Nigel Tufnel: [on what he would do if he couldn't be a rock star] Well, I suppose I could, uh, work in a shop of some kind, or... or do, uh, freelance, uh, selling of some sort of, uh, product. You know...
Marty DiBergi: A salesman?
Nigel Tufnel: A salesman, like maybe in a, uh, haberdasher, or maybe like a, uh, um... a chapeau shop or something. You know, like, "Would you... what size do you wear, sir?" And then you answer me.
Marty DiBergi: Uh... seven and a quarter.
Nigel Tufnel: "I think we have that." See, something like that I could do.
Marty DiBergi: Yeah... you think you'd be happy doing something like-...
Nigel Tufnel: "No; we're all out. Do you wear black?" See, that sort of thing I think I could probably... muster up.
Marty DiBergi: Do you think you'd be happy doing that?
Nigel Tufnel: Well, I don't know - what're the hours?

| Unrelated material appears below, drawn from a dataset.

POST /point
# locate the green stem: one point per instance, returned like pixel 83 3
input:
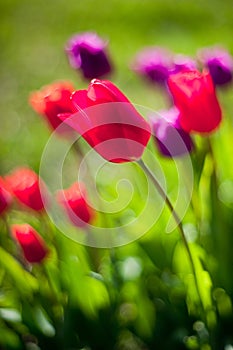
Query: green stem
pixel 175 216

Then again my dad confided in me the other day that he never had a job he actually liked, he worked because he had to. I'm wondering if the idea that people have jobs that they enjoy is just a myth sold to us by some sort of capitalist corporate psychology developed in the grey flannel suit 1950s - 1960s to make more little drones for the corporation. At least in this job I'm trying to do something good for people. Whether I succeed or not is really entirely up to them; like someone who works at Ben and Jerry's or Borders, I offer a product, really. Or maybe not a product. But in either case, I offer something. People can take it or leave it. And they do leave it.